Maybe it could be handle as Option<_>?

Is there some workaround to execute theses models without change the internal model files? How can I handle an exported onnx model that doesn't have the tokenizer.json file?

kallebysantos avatar Sep 04 '24 08:09 kallebysantos

I'm seeing the same error with Python when trying to read the tokenizer from Xenova/speecht5_tts.

wget https://huggingface.co/Xenova/speecht5_tts/resolve/main/tokenizer.json
from tokenizers import Tokenizer

Tokenizer.from_file("tokenizer.json")
thread '<unnamed>' panicked at /Users/runner/work/tokenizers/tokenizers/tokenizers/src/normalizers/mod.rs:143:26:
Precompiled: Error("invalid type: null, expected a borrowed string", line: 1, column: 28)
note: run with `RUST_BACKTRACE=1` environment variable to display a backtrace
...
pyo3_runtime.PanicException: Precompiled: Error("invalid type: null, expected a borrowed string", line: 1, column: 28)

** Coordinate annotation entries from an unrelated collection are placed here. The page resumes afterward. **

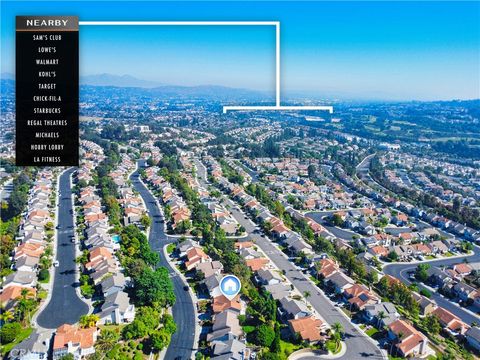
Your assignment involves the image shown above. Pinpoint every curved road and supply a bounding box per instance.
[37,168,88,329]
[130,166,195,360]
[383,245,480,325]
[195,160,385,360]
[305,210,361,241]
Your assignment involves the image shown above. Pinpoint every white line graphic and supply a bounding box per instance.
[78,21,333,114]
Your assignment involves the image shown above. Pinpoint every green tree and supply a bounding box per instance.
[254,324,275,347]
[162,314,177,335]
[95,328,120,353]
[140,214,152,229]
[415,264,430,282]
[150,328,171,351]
[79,314,100,328]
[422,315,442,335]
[0,322,22,344]
[134,267,175,307]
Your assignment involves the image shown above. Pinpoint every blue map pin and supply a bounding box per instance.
[220,275,242,300]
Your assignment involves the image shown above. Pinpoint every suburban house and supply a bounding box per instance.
[432,306,469,336]
[288,316,325,343]
[388,320,428,357]
[364,302,400,328]
[465,326,480,351]
[211,339,248,360]
[207,310,243,341]
[278,297,311,320]
[99,291,135,325]
[53,324,98,360]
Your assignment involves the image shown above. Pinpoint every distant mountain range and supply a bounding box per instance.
[80,74,165,88]
[1,73,273,100]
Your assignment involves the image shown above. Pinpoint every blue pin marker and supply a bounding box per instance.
[220,275,242,300]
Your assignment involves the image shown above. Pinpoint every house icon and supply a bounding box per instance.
[220,275,242,300]
[223,279,237,293]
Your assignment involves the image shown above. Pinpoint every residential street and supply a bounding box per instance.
[130,167,195,360]
[37,168,88,329]
[196,161,384,360]
[383,245,480,325]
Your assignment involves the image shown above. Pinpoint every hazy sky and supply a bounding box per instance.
[1,1,480,100]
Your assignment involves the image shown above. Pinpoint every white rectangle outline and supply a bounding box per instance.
[78,21,333,114]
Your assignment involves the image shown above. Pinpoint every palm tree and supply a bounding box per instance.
[332,322,343,334]
[0,309,14,323]
[79,314,100,328]
[96,329,120,354]
[390,331,404,355]
[16,288,36,325]
[303,291,312,304]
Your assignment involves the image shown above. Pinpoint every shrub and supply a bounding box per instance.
[0,322,22,344]
[38,269,50,281]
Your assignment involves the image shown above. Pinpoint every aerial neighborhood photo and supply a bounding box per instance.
[0,1,480,360]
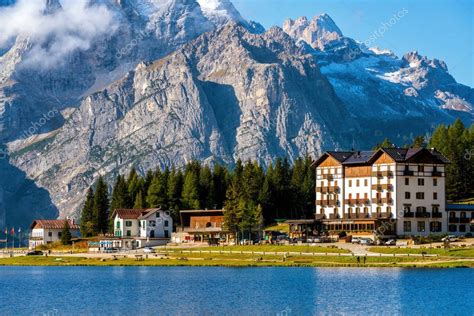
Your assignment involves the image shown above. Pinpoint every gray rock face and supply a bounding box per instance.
[283,15,474,144]
[0,0,254,226]
[12,24,356,220]
[0,0,474,226]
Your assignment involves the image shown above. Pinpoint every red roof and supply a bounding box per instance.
[113,208,158,219]
[30,219,79,229]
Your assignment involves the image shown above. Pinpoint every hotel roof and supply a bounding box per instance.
[314,148,450,166]
[30,219,79,230]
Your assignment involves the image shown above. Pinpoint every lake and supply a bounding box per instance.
[0,267,474,316]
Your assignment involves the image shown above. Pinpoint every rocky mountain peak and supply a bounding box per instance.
[283,14,343,51]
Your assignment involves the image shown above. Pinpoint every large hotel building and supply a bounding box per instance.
[315,148,449,237]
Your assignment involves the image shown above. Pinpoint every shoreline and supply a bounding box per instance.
[0,256,474,269]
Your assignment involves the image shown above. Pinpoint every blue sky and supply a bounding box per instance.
[232,0,474,87]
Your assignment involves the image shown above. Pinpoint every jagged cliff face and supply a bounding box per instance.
[283,14,474,143]
[0,0,254,226]
[8,24,356,218]
[0,0,473,226]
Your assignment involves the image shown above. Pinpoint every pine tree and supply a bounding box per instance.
[61,219,72,245]
[412,135,425,148]
[80,188,95,237]
[93,176,109,234]
[181,170,200,209]
[110,175,132,211]
[133,190,145,209]
[146,173,167,209]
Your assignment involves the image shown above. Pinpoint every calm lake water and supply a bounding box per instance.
[0,267,474,316]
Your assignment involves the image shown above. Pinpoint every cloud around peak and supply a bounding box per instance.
[0,0,117,68]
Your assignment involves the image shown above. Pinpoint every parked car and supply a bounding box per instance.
[351,237,361,244]
[441,235,458,242]
[143,247,155,253]
[26,250,43,256]
[360,238,374,246]
[385,239,397,246]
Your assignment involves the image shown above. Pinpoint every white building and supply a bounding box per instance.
[108,208,173,248]
[315,148,449,237]
[29,219,80,249]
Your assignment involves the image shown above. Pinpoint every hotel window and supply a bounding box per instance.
[417,222,426,233]
[403,221,411,233]
[430,222,441,233]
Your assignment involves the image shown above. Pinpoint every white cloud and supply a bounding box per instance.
[0,0,117,68]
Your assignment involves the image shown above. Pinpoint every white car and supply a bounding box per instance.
[360,238,374,245]
[385,239,397,246]
[143,247,155,253]
[441,235,458,242]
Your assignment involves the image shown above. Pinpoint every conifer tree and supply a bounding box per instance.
[61,219,72,245]
[181,170,200,209]
[80,187,95,237]
[93,176,109,234]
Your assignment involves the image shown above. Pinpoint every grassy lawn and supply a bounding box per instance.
[0,252,474,268]
[167,245,350,253]
[369,247,474,258]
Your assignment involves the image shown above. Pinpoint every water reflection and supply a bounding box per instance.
[0,267,474,315]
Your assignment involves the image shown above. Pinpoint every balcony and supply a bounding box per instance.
[372,183,393,192]
[321,174,334,181]
[316,186,339,193]
[403,170,415,176]
[415,212,431,218]
[344,199,367,205]
[372,170,393,179]
[316,200,337,206]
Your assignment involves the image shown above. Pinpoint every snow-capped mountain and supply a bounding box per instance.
[0,0,474,226]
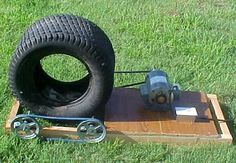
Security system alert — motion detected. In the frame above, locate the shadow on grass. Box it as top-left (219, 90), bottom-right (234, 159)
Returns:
top-left (220, 103), bottom-right (236, 145)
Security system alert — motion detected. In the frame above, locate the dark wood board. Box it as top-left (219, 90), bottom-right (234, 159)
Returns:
top-left (5, 88), bottom-right (233, 144)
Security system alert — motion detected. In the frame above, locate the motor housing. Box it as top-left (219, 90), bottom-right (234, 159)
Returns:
top-left (140, 70), bottom-right (180, 111)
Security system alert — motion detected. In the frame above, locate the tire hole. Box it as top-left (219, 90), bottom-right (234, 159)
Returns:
top-left (40, 54), bottom-right (89, 82)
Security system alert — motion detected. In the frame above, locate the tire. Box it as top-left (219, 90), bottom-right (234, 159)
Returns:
top-left (9, 15), bottom-right (115, 117)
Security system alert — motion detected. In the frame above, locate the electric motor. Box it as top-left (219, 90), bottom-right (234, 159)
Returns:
top-left (140, 70), bottom-right (180, 111)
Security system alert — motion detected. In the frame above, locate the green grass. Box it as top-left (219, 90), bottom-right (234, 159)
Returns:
top-left (0, 0), bottom-right (236, 162)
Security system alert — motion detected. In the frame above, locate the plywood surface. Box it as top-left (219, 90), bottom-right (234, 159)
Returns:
top-left (5, 88), bottom-right (233, 144)
top-left (105, 88), bottom-right (218, 137)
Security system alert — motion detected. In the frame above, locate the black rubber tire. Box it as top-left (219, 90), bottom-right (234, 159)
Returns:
top-left (9, 15), bottom-right (115, 117)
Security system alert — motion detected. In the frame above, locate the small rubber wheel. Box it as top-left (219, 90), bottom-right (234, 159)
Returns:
top-left (9, 15), bottom-right (115, 117)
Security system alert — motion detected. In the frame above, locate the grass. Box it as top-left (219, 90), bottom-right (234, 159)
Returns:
top-left (0, 0), bottom-right (236, 162)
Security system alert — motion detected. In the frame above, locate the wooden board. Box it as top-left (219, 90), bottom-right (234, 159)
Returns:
top-left (5, 88), bottom-right (232, 143)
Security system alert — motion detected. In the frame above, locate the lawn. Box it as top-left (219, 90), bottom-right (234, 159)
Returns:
top-left (0, 0), bottom-right (236, 162)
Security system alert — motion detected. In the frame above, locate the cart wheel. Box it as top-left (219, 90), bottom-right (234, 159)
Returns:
top-left (77, 119), bottom-right (106, 143)
top-left (11, 116), bottom-right (40, 139)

With Tokenizers 0.19.0, this raised an error which could be handled rather than a panic. It looks like this may be related to #1604.

ankane avatar Sep 18 '24 01:09 ankane

I'm also facing the same issue (#1645) with speecht5_tts.

vicantwin avatar Oct 05 '24 20:10 vicantwin

I think passing a "" might work. cc @xenova not sure why you end up with nulls there, but we can probably syn and I can add support for option!

ArthurZucker avatar Oct 06 '24 08:10 ArthurZucker

I think passing a "" might work. cc @xenova not sure why you end up with nulls there, but we can probably syn and I can add support for option!

Xenova implementation doesn't call the value directly but applies iterators over config normalizers. I think that it ignores the null values.

I agree with you, add support for Option<> may solve it.

kallebysantos avatar Oct 06 '24 08:10 kallebysantos

I've implemented spm_precompiled with null support at vicantwin/spm_precompiled, which includes a test with null support, and all tests pass successfully.

But, I need some help with changing this repository, as I'm not entirely familiar with this codebase and unsure how to implement the necessary changes. Any help would be greatly appreciated.

vicantwin avatar Oct 06 '24 15:10 vicantwin